Tommy and Tuppence was less than a block from the hotel. Holly could see the sign as soon as she stepped from beneath the hotel awning. She walked down and studied the menu posted in the window. In the upper lefthand corner was a pie with steam rising from its crust. Printed below this was STEAK & KIDNEY PIE IS OUR SPECIALTY.
She strolled down another block and came to a parking lot, which was about three-quarters full. CITY PARKING, said the sign out front. 6-HOUR LIMIT. She went in, looking for tickets on windshields or a traffic warden’s chalk marks on tires. She saw neither, which meant that no one was enforcing the six-hour limit. It was strictly honor system. It wouldn’t work in New York, but it probably worked just fine in Ohio. With no monitoring, there was no way to tell how long the van had been here after Merlin Cassidy had abandoned it, but she guessed that with the doors unlocked and the keys dangling invitingly from the ignition, it probably hadn’t lasted too long.
She walked back to Tommy and Tuppence, introduced herself to the hostess, and said she was an investigator working a case that had to do with a man who had stayed nearby last spring. It turned out the hostess was also part-owner, and with the evening rush still an hour away, she was perfectly willing to talk. Holly asked if she happened to remember just when the restaurant had leafleted the area with menus.
“What did the guy do?” the hostess asked. Her name was Mary, not Tuppence, and her accent was New Jersey rather than Newcastle.
“I’m not at liberty to say,” Holly told her. “It’s a legal matter. You understand.”
“Well, I do remember,” Mary said. “It’d be funny if I didn’t.”
“Why is that?”
“When we first opened two years ago, this was Fredo’s Place. You know, like in The Godfather?”
“Yes,” Holly said, “although Fredo is best remembered for Godfather II, especially for the sequence where his brother Michael kisses him and says ‘I know it was you, Fredo, you broke my heart.’?”
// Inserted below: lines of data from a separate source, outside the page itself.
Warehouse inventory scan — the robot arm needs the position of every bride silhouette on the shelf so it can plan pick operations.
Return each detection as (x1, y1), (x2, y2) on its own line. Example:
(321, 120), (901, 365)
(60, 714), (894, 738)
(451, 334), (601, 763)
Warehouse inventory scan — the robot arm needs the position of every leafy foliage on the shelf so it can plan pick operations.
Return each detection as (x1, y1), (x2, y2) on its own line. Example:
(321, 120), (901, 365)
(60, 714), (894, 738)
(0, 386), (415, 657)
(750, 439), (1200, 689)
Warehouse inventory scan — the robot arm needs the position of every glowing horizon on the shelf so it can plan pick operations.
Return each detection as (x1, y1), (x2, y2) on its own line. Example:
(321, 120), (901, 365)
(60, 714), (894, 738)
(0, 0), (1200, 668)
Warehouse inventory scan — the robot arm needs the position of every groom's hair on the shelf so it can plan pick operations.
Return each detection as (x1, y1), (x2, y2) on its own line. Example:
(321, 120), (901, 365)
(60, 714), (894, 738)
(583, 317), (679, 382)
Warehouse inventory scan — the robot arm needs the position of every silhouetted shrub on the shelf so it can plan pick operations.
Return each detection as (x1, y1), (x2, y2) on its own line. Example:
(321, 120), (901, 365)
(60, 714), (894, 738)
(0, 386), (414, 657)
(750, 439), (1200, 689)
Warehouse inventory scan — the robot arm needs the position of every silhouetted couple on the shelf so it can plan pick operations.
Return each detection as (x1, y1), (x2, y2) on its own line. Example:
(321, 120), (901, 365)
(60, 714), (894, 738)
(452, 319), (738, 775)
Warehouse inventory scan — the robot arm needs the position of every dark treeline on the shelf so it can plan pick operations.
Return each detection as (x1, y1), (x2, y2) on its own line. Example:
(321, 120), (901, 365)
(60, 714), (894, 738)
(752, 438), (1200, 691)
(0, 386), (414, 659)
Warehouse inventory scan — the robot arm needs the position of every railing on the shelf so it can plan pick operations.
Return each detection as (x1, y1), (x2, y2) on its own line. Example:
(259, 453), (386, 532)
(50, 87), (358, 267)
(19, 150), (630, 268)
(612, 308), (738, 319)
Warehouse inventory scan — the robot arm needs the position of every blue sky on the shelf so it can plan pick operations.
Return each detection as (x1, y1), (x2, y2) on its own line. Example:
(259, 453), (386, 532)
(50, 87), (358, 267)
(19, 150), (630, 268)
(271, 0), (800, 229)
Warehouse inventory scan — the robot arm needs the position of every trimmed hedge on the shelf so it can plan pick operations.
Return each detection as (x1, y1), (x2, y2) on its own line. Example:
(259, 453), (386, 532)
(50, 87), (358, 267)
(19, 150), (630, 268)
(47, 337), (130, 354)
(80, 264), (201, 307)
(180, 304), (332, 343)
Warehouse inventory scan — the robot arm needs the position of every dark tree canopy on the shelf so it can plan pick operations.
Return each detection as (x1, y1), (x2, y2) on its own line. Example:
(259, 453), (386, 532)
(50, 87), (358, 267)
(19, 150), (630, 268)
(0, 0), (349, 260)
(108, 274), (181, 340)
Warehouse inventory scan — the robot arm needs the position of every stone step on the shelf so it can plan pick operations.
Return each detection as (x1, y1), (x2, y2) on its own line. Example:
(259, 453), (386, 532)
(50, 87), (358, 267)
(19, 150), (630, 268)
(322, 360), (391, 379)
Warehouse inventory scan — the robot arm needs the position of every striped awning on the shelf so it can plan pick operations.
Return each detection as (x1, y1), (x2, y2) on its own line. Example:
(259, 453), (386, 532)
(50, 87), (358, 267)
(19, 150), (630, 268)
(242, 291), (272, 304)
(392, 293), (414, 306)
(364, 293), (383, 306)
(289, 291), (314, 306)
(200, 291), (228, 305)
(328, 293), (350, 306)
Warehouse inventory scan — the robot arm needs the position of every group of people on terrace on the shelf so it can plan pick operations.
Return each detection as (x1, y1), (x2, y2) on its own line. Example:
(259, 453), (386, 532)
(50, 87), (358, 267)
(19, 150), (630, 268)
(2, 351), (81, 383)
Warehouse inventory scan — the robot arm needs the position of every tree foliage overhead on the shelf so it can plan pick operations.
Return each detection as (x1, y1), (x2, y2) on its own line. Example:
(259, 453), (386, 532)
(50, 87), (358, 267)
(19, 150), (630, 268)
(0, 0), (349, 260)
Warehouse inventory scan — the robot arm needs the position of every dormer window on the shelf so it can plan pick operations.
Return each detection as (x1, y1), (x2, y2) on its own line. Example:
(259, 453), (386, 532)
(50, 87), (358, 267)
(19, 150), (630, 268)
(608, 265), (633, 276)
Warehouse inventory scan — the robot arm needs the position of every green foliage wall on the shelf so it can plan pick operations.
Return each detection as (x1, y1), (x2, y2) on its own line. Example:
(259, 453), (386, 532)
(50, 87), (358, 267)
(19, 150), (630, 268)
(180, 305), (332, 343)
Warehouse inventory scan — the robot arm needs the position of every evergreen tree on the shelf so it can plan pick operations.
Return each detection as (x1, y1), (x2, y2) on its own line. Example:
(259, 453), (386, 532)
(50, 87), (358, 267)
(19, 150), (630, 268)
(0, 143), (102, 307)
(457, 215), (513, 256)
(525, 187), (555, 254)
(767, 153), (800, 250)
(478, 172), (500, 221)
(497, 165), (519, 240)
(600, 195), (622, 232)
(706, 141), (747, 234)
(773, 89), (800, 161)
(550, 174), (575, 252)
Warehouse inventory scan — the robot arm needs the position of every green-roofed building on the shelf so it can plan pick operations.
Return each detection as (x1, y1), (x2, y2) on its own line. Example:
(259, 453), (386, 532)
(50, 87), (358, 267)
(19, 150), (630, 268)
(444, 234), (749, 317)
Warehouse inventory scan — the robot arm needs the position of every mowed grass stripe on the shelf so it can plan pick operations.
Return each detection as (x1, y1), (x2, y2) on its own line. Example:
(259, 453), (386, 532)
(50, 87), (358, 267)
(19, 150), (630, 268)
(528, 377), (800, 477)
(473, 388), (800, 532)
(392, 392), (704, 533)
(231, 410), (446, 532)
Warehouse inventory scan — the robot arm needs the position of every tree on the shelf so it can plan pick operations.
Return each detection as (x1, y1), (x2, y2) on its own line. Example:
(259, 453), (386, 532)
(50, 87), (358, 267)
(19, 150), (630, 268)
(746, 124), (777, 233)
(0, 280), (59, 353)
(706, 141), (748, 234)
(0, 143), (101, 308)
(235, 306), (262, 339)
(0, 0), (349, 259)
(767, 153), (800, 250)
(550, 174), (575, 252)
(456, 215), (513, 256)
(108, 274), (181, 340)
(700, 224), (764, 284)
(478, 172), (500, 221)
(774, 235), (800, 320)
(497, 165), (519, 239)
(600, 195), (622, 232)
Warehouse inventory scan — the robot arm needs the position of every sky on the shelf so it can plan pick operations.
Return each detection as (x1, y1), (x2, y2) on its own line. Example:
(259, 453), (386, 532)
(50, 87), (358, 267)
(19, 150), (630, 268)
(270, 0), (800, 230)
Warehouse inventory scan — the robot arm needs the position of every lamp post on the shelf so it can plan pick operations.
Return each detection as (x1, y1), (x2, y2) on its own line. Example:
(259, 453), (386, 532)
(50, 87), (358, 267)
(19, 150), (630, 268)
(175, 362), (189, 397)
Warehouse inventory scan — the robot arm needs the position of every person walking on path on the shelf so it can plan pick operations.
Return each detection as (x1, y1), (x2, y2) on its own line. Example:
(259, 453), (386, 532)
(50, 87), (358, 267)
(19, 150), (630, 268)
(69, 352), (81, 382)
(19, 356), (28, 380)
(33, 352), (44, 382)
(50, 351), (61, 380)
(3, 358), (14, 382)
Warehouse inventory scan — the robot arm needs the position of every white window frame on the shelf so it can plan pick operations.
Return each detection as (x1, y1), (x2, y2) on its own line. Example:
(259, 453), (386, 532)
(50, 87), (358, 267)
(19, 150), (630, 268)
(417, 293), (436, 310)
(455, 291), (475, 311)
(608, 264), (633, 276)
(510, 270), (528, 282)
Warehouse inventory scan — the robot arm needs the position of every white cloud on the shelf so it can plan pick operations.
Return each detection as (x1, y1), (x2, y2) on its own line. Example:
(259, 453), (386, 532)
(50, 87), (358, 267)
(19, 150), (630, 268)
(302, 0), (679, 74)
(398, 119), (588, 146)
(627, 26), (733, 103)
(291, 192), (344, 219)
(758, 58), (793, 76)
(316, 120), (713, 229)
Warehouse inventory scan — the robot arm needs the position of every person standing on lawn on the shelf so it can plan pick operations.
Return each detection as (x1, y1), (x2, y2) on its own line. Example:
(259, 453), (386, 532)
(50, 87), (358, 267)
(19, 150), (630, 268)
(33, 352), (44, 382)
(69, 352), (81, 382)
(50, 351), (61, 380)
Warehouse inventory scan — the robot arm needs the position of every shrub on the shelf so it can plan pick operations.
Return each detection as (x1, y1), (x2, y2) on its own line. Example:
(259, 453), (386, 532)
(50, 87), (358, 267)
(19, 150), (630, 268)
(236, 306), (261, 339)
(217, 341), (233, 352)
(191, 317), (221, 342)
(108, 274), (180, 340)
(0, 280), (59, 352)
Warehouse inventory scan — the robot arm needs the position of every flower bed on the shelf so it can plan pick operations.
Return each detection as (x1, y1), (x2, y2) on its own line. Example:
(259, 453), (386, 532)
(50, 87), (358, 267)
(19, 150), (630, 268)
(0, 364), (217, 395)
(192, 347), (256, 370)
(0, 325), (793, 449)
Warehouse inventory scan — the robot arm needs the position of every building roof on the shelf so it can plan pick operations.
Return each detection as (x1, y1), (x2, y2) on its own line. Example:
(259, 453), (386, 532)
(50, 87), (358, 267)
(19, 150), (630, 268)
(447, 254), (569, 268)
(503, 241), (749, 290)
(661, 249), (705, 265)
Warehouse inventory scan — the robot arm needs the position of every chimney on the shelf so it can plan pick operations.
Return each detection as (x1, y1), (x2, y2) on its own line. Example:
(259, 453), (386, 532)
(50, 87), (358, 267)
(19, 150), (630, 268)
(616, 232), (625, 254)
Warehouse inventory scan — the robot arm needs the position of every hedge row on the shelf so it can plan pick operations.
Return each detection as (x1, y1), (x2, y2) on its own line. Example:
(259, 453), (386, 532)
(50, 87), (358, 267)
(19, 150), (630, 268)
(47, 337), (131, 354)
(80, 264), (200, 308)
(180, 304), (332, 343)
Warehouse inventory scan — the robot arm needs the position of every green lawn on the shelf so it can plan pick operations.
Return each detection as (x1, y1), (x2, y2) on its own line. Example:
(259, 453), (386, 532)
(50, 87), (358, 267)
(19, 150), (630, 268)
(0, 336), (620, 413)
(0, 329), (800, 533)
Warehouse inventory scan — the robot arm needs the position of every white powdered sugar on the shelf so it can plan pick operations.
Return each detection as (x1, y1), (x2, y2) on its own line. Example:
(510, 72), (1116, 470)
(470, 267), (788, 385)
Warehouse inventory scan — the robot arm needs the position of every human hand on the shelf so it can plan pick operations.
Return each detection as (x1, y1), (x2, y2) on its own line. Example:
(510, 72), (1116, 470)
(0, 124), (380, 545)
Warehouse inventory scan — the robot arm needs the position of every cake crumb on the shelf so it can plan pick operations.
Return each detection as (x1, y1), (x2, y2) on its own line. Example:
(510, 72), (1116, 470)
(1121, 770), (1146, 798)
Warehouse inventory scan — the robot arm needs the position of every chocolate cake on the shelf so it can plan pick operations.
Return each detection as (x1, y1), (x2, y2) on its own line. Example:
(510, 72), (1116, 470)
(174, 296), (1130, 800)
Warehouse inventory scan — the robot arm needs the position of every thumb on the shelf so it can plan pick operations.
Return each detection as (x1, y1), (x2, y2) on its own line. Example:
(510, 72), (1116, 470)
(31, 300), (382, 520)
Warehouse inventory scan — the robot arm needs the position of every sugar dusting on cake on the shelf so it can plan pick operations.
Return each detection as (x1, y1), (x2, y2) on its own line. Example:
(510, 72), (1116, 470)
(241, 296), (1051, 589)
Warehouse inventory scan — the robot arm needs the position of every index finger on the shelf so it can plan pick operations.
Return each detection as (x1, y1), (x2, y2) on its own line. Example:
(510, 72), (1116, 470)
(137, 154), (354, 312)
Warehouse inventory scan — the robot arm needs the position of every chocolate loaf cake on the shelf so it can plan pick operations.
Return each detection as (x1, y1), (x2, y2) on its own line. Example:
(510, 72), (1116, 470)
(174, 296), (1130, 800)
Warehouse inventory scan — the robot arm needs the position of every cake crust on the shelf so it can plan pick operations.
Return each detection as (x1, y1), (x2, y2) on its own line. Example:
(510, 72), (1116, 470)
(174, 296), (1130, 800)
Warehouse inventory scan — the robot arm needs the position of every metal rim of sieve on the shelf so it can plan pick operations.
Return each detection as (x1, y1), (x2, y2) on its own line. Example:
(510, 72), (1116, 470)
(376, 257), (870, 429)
“I don’t know about that, but I do know that there are about two hundred Italian restaurants in Dayton, and we were getting killed. So we decided to try British food, you can’t exactly call it cuisine—fish and chips, bangers and mash, even beans on toast—and changed the name to Tommy and Tuppence, like in the Agatha Christie books. We figured we had nothing to lose at that point. And you know what, it worked. I was shocked, but in a good way, believe me. We fill this place for lunch, and most nights for dinner.” She leaned forward and Holly could smell gin on her breath, bright and clear. “Want to know a secret?”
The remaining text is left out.